Although several reports have been published concerning the performance of different methods in detecting proximal caries lesions in the primary teeth, (3,6-8,14) the influence of interdental spacing on the performance of these methods has not yet been studied. Moreover, associated factors related to the efficacy of temporary separation in the primary teeth require further studies to evaluate the benefits of this method.
Therefore, we aimed to investigate the influence of biological interdental spacing on the performance of different methods in detecting proximal caries lesions in the primary teeth. Furthermore, we also evaluated the efficacy of temporary tooth separation and its associated factors.
This study was approved by the local Committee for Ethics in Research. Written informed consent was obtained from all of the children's parents or legal guardians prior to the evaluations. Thus, 76 children seeking dental treatment at School of Dentistry of University of Sao Paulo were randomly selected using the enrollment or history form of each child, without access to their oral health condition. The recruited subjects had at least one primary molar in contact with the adjacent tooth.
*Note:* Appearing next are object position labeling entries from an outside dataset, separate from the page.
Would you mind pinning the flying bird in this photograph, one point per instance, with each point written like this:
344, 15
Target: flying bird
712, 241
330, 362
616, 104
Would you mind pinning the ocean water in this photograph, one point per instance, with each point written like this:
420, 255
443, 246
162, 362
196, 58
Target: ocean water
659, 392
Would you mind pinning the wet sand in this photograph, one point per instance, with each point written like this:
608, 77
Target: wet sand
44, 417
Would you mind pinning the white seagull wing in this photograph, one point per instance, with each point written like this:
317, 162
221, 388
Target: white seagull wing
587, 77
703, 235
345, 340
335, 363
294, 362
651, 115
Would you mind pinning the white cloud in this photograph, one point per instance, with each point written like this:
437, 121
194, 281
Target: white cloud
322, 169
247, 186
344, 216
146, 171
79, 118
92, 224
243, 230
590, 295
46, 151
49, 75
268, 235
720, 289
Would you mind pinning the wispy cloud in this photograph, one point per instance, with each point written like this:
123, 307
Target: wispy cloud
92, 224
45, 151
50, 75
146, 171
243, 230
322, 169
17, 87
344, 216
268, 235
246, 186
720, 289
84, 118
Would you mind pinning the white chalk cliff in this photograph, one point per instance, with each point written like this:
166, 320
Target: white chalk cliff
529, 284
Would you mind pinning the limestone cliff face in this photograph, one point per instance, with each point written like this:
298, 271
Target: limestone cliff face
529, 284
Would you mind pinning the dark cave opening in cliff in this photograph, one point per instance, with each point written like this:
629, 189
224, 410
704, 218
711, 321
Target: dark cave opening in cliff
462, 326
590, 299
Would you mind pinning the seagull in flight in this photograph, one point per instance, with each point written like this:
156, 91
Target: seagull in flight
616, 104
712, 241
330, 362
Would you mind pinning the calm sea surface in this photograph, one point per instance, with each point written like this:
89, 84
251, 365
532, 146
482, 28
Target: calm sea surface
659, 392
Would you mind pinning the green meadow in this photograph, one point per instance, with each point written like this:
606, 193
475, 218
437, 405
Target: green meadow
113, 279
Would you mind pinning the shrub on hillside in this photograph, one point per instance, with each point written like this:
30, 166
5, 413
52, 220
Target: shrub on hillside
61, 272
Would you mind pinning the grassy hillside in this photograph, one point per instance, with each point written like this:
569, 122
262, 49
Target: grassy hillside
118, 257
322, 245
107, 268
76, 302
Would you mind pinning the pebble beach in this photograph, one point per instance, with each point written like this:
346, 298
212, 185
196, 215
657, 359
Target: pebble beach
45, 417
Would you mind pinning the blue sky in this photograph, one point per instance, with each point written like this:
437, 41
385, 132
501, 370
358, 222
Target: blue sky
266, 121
The contact points of interest were on the distal surfaces of the first primary molars, the mesial surfaces of the second primary molars and the distal surfaces of second primary molars, only if the first permanent molar was present. The mesial surfaces of the first primary molars were excluded because of the common presence of space in these sites. Teeth with frank proximal cavitations or restorations (absence of marginal ridge) and hypoplastic defects were also excluded. Finally, 344 proximal sites were evaluated. All of the participants who presented a need for restorative treatment attended the Dental Clinic of our school. Preventive measures (diet and oral hygiene instructions) were also performed for all of the children.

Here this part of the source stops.